After researching an assortment of makes and models, I decided on the Sony DCR-SR300. This camcorder, as my dad-in-law would say, is a honey of a camera. I ordered it last Saturday and UPS attempted to deliver it on Friday. Nobody was at the house so the camera was delivered to the UPS warehouse on the opposite side of town. I drove an hour and a half round trip to get my camcorder last night. I brought it home, unpacked the camera and all of the accessories, plugged it in and let it charge. Once it was charged I played with it for a while and fell in love with it. It’s the coolest camcorder ever. I messed around with the touchscreen menu, the backlight and the nightvision – all-in-all, it’s an easy to use, full-featured camcorder that I was really, really excited to own.
Until I tried to download the videos I shot to the iMac.
I couldn’t get the iMac to recognize the camera. I employed every trick in my hat and gave up for the evening as it was 1 a.m. at that point.
Verbatim from the owner’s manual:
For Macintosh User
- Turn on the computer
- Place the CD-ROM (supplied) in the disk drive of your computer
- Open the [Handbook] folder in the CD-ROM, double click the [US] folder and then drag-and-drop the “Handbook.pdf” on the computer.
After having the software installed, double-click “Handbook.pdf”, you can view the handbook.
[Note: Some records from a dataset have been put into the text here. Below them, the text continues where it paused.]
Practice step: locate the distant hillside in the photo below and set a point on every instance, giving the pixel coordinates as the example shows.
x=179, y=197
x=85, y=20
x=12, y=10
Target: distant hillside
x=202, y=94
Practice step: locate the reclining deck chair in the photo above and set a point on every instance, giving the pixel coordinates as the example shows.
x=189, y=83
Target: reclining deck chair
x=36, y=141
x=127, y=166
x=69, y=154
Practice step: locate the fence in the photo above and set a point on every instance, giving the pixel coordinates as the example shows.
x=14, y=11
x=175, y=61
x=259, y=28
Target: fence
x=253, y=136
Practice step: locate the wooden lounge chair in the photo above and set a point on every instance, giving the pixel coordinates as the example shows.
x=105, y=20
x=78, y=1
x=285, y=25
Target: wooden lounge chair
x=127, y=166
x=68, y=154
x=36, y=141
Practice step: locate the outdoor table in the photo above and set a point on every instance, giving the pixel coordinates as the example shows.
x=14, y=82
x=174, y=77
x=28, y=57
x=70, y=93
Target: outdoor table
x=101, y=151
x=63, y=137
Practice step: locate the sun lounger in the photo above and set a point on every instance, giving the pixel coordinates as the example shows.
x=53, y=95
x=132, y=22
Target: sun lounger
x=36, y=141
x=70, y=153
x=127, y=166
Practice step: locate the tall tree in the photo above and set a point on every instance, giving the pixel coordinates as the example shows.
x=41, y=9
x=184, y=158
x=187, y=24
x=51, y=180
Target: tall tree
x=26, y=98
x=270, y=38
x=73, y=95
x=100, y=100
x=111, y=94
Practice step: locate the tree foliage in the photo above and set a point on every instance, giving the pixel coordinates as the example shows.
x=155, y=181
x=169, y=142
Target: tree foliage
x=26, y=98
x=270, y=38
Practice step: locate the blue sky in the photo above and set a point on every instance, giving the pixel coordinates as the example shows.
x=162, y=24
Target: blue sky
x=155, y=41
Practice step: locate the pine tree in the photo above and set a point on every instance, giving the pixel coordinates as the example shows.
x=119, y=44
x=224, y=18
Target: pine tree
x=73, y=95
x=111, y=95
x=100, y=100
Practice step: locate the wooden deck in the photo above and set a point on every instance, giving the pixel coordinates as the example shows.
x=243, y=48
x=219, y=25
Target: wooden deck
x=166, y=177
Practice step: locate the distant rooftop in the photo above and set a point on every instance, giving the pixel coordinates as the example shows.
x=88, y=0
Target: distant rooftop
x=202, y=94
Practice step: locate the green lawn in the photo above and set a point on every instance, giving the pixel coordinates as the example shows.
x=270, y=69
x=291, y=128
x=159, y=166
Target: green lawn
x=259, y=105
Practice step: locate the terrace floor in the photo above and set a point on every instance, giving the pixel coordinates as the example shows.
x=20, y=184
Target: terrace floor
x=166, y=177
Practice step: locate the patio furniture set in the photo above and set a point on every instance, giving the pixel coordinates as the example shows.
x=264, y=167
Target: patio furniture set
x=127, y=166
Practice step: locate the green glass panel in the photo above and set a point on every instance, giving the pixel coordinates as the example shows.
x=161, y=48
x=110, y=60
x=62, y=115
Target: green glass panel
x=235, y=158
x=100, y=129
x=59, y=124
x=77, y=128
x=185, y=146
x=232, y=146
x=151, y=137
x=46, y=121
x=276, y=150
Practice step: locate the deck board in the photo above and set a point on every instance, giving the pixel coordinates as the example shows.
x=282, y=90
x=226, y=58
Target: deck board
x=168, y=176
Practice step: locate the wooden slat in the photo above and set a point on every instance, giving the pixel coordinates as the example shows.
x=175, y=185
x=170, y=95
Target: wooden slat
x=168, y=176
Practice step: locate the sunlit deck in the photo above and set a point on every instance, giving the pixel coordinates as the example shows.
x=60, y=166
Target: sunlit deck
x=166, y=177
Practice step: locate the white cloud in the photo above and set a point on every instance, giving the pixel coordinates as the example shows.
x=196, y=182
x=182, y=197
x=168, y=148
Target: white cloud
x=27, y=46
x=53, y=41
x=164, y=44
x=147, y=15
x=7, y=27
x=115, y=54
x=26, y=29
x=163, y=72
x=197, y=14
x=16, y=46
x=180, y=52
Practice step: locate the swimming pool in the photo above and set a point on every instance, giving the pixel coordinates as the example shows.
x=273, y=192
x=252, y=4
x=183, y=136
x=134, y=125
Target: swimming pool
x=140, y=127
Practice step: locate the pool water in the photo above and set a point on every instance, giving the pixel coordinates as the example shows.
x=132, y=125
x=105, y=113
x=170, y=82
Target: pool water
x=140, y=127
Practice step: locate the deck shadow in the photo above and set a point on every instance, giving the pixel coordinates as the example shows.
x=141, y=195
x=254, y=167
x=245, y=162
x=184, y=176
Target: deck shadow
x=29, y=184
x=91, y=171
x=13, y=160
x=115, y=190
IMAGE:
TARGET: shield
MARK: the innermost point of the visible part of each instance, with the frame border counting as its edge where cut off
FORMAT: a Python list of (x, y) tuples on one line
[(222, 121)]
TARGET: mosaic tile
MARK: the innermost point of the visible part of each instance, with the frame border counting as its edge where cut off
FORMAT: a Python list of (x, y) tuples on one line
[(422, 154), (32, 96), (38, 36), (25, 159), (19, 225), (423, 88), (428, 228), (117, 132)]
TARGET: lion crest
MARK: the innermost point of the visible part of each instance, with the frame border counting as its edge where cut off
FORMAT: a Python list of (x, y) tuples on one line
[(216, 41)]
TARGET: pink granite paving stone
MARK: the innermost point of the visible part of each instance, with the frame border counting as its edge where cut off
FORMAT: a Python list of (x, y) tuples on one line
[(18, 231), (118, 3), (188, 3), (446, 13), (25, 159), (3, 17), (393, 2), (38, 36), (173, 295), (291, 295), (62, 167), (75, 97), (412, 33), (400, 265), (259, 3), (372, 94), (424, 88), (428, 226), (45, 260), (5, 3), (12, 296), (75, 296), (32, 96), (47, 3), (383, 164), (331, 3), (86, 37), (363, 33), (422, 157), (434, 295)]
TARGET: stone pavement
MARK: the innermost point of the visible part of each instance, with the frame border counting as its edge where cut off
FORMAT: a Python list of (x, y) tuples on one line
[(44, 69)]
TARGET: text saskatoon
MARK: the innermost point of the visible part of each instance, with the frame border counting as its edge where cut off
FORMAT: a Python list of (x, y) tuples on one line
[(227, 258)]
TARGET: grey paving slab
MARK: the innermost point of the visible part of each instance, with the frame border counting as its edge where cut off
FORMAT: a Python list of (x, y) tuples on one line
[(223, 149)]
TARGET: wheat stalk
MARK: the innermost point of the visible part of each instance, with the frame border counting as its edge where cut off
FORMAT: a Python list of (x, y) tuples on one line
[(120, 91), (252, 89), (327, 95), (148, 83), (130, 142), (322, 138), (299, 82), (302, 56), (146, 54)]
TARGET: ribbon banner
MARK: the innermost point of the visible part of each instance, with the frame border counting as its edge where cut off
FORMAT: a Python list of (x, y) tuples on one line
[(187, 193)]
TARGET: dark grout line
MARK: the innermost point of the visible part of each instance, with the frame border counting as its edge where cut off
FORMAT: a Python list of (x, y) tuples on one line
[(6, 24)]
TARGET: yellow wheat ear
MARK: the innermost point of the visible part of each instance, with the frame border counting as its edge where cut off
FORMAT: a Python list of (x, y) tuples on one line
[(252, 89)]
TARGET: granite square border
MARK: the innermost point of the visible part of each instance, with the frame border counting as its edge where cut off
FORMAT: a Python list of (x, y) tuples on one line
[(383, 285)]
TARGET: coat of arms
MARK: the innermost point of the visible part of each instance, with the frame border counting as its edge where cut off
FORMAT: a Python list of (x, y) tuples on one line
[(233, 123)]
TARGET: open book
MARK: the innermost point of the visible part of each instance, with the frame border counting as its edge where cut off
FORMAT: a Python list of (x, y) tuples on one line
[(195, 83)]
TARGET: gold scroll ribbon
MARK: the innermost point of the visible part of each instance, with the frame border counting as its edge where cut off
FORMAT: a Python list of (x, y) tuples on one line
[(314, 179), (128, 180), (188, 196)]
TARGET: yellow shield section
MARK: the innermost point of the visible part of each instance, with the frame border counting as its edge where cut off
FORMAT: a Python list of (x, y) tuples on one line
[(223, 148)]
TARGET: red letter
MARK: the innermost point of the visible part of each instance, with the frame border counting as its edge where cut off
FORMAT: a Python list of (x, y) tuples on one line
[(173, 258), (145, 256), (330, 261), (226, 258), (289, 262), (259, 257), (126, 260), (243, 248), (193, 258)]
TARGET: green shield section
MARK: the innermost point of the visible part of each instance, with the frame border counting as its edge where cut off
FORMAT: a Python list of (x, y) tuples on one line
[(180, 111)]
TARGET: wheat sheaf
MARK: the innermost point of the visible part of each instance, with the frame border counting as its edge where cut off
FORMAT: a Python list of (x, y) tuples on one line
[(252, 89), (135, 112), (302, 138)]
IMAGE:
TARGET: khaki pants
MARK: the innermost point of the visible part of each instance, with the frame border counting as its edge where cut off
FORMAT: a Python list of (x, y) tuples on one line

Excellent! And then what?!?!
I woke up this morning and called Sony’s technical support. After explaining my scenario and troubleshooting for 15 minutes, I was told that I would need to pull the video from the camera by opening it as a drive on my desktop (I was under the impression that when I plugged the camera in, iMovie would open and import the videos for me). I was able to navigate the cameras hard drive and copy over the video files. But the videos wouldn’t play. The camera captures MPEG-2 video and QuickTime wouldn’t play my videos. It was then suggested that I download Apple’s QuickTime MPEG-2 Playback Component. I assumed that this would be the fix so I hung up with tech support.
QuickTime MPEG-2 Playback Component cost me $20 and it allowed me to view the videos I had captured, but there was no audio.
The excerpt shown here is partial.